Perhaps the biggest loss: diminished public safety in a society that can and should do better.
The Hawaii Juvenile Justice Working Group — a 20-member panel of judges, state legislators, police, prosecutors, public defenders, probation officers and social workers, educators, health experts and youth advocates — was charged last August with developing policy recommendations to improve our juvenile justice system. Now the group has delivered its grimly accurate assessment to the governor, chief justice and state House and Senate leaders, pointing a clear path forward with concrete suggestions grounded in proven best practices, data and research.
We urge state and county officials to move quickly to adopt the report’s recommendations, which will require revising relevant statutes, redirecting financial and human resources, and boosting collaboration among government agencies.
A large burden will fall on the state Department of Human Services’ Office of Youth Services, so it’s encouraging that its leadership was an influential part of the working group.
Among the most urgent of the report’s 24 recommendations are two that are intertwined: the clarion call to stop sending youths convicted of misdemeanors to the Hawaii Youth Correctional Facility (HYCF), and to redirect some of the savings to improve access to substance-abuse and mental-health treatment.
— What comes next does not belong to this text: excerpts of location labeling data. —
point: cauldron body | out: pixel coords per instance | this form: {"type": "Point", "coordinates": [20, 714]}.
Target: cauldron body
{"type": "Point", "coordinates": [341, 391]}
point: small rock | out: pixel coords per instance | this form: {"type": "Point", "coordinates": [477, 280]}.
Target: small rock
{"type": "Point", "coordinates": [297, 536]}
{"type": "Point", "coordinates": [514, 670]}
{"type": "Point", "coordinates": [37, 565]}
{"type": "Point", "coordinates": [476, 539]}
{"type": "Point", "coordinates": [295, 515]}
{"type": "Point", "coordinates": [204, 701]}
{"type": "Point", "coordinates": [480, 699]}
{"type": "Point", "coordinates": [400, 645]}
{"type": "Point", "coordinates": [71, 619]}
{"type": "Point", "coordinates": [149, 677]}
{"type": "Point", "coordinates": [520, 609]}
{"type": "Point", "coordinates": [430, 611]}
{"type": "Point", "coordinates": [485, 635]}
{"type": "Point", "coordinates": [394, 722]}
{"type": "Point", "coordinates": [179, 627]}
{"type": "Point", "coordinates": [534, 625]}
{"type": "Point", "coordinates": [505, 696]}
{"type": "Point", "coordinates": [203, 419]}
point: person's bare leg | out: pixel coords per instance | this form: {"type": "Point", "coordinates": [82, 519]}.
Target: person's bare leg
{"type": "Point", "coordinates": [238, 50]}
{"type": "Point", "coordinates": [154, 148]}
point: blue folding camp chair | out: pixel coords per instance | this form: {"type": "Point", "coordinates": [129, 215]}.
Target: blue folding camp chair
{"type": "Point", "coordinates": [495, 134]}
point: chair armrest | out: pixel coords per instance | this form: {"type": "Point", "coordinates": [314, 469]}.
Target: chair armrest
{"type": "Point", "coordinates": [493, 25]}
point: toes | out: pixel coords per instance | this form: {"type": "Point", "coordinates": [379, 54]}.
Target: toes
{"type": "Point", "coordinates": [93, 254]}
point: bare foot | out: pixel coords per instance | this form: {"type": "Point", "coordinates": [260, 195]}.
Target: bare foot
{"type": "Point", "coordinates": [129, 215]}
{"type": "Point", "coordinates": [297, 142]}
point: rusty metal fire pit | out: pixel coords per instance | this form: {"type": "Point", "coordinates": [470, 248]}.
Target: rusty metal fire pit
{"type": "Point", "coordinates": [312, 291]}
The 56-bed HYCF on Oahu’s Windward side was intended as a facility of last resort, reserved for the most violent and dangerous juvenile offenders who threaten public safety. But it’s become a holding center for minors convicted of nonviolent misdemeanors — and they end up being held for nearly as long as those convicted of felonies.
Seventy-two percent of the youths sent to HYCF in fiscal year 2013 were incarcerated for property, drug, status or other nonviolent offenses. They remained at HYCF an average of seven months, only six weeks less than the average time for felony offenders. And although overall commitments to HYCF have fallen 41 percent over the past decade, youths are staying longer: The average commitment time is up 188 percent since 2004.
These troubling trends reflect the harsh reality that young offenders who should be in less costly, more effective community-based residential or outpatient treatment programs are incarcerated because those options are not widely available.
About 80 percent of youth involved in Hawaii’s juvenile justice system abuse drugs or alcohol, the report emphasized, yet there is only one residential substance-abuse facility in Hawaii. Left untreated in juveniles, substance abuse becomes a long-term scourge on society, leading to joblessness, homelessness and higher crime rates as young offenders grow up unrehabilitated.
Prohibiting misdemeanor placements at HYCF would force the state to use the facility as originally intended and free up resources for local jurisdictions, to expand treatment programs and provide better sentencing and supervision options for the family court judges and probation officers who oversee these offenders.
HYCF costs $199,000 per bed, per year —taxpayers’ money that could be better spent, for all but the most dangerous offenders.
Incarceration clearly isn’t working: 75 percent of youths face new charges within three years of leaving HYCF.
All told, the working group’s recommendations are projected to save taxpayers at least $11 million over the next five fiscal years, and reduce HYCF’s average daily population by 60 percent by 2019.
Most profoundly, the report shifts the government’s focus to where it belongs: effective intervention for a population that it shouldn’t be too late to save.